Brings to mind me going to a con, seeing these folks in scarfs running around talking about Doctor Who. Saw a picture of some guy with frizzy hair with the words "Doctor Who" over his head. Thought to myself "What, someone's stolen the Doctor Who moniker? Haven't they ever seen the real Doctor Who, the old guy that takes kids back in time to teach history?" It was about another year before I found out what was going on.
 
Every time I try watching TOS on tv my kids (5 and 7) audibly groan. I'm not sure why. They are huge fans of Star Wars, so one would think they would be game for Star Trek.

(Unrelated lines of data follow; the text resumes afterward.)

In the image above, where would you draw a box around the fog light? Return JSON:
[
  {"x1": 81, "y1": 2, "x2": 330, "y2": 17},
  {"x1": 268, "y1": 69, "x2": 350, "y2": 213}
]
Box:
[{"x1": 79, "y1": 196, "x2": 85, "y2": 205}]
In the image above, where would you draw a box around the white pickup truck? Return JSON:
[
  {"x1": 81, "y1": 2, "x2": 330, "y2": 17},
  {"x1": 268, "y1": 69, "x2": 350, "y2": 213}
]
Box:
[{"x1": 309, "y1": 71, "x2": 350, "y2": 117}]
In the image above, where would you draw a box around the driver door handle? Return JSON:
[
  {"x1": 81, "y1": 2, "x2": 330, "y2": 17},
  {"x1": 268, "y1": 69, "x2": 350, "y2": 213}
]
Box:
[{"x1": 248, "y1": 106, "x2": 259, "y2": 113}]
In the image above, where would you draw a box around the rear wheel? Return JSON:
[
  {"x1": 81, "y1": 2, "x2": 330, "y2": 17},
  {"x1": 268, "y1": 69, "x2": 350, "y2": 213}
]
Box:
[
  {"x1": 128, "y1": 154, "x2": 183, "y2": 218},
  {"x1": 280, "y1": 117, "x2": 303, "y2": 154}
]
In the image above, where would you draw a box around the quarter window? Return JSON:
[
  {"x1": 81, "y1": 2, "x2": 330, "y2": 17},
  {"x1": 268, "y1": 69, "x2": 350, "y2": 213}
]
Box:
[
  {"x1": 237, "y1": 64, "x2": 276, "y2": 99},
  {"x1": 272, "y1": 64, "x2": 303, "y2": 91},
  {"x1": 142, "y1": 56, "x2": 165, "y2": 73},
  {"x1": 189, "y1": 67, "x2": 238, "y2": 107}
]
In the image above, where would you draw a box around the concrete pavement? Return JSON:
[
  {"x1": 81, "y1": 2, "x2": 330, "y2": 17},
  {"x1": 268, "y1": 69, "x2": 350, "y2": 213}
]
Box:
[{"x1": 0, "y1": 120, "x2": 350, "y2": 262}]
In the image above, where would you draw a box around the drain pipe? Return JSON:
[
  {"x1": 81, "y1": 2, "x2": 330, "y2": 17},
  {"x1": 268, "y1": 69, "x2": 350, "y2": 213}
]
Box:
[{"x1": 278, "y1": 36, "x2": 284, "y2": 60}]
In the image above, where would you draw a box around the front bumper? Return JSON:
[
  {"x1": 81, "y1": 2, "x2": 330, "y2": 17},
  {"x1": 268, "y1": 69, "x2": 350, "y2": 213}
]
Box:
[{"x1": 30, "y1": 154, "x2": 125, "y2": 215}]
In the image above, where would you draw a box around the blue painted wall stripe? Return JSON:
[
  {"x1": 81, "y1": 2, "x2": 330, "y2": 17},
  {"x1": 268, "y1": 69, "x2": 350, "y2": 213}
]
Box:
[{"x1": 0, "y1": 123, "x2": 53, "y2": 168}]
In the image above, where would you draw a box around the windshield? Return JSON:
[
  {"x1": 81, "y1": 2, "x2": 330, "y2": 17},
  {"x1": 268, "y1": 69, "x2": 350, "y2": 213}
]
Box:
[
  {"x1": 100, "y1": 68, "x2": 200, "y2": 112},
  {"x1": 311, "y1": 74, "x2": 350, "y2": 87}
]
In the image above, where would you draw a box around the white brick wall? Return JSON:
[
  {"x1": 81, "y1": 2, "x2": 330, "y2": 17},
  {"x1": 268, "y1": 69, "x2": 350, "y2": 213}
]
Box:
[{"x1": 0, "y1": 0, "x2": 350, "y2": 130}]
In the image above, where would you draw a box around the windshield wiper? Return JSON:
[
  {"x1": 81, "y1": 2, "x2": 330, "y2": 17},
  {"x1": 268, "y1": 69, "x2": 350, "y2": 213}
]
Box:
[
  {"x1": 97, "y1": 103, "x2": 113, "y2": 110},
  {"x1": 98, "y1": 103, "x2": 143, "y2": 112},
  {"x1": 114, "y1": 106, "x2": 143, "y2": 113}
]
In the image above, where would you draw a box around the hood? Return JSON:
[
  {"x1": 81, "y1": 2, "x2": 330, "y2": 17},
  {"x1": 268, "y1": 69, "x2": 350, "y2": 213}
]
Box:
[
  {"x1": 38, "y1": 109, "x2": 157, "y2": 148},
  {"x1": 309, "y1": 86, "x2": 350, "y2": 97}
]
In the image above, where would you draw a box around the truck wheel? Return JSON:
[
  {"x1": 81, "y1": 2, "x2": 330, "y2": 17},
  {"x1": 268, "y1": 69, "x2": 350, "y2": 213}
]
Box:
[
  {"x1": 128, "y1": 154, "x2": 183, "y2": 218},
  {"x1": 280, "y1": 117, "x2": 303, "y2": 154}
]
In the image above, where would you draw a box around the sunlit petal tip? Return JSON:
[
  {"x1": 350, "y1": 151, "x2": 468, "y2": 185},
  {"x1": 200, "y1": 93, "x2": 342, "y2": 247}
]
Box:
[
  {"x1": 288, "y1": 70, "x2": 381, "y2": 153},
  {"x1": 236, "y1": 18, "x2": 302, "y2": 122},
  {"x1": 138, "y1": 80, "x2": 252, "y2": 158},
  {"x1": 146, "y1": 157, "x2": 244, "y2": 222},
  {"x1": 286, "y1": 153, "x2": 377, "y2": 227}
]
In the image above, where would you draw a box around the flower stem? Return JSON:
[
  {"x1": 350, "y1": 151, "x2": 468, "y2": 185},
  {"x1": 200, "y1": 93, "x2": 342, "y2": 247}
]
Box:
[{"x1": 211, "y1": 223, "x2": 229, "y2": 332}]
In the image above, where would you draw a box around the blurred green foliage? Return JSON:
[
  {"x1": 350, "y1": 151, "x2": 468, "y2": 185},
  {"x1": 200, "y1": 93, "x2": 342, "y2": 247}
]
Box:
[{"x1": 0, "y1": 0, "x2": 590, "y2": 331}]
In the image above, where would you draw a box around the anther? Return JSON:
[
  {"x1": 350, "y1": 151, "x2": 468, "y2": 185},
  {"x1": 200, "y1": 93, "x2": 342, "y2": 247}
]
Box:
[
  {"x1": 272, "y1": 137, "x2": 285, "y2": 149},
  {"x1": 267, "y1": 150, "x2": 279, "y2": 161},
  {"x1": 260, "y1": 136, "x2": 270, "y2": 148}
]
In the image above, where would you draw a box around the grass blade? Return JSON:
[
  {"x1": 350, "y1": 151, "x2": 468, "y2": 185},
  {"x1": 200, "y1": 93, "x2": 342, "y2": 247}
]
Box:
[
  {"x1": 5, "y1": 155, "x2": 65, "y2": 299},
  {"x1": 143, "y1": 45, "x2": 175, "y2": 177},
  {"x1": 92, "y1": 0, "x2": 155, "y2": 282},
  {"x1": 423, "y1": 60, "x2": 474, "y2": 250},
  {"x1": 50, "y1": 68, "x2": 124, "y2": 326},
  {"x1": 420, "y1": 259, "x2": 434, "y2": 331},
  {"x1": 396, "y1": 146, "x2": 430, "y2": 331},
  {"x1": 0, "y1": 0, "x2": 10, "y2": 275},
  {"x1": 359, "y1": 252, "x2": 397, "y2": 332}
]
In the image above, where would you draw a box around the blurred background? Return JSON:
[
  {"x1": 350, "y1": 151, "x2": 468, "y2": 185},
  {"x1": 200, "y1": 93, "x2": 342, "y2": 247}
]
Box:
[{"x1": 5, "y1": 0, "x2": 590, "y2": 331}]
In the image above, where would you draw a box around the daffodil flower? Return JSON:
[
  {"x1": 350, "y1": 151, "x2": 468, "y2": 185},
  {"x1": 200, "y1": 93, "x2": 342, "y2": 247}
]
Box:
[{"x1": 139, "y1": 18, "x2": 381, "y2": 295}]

That young, maybe Trek is too esoteric for them.

Star Wars is an action romp. Pow. Pow. Blast. Blast. With cool lightsabers and legions of troops in white armor.

The vast majority of Trek episodes, especially from TOS, have to do with rather brainy material. What action there is is typically short.

I know I first saw Trek when I was in grade school, and I always gravitated to the action shows.

I was in Jr. High when TMP came out, and I was like, what? Where are the phaser fights?

Then, TWoK finally made me happy.

Now, as I'm older, I really love those Old Trek shows. And, TMP? She so bad a pic any more. Quite intriguing, really.

So, I submit to you that they may like TOS when they're older.

Heck, treat 'em to TNG/DS9. With the advent of CGI, the space fights got bigger and better.

DS9, especially (season 3+) has a lot of action in it. They depicted an entire War with the Federation vs. The Dominion.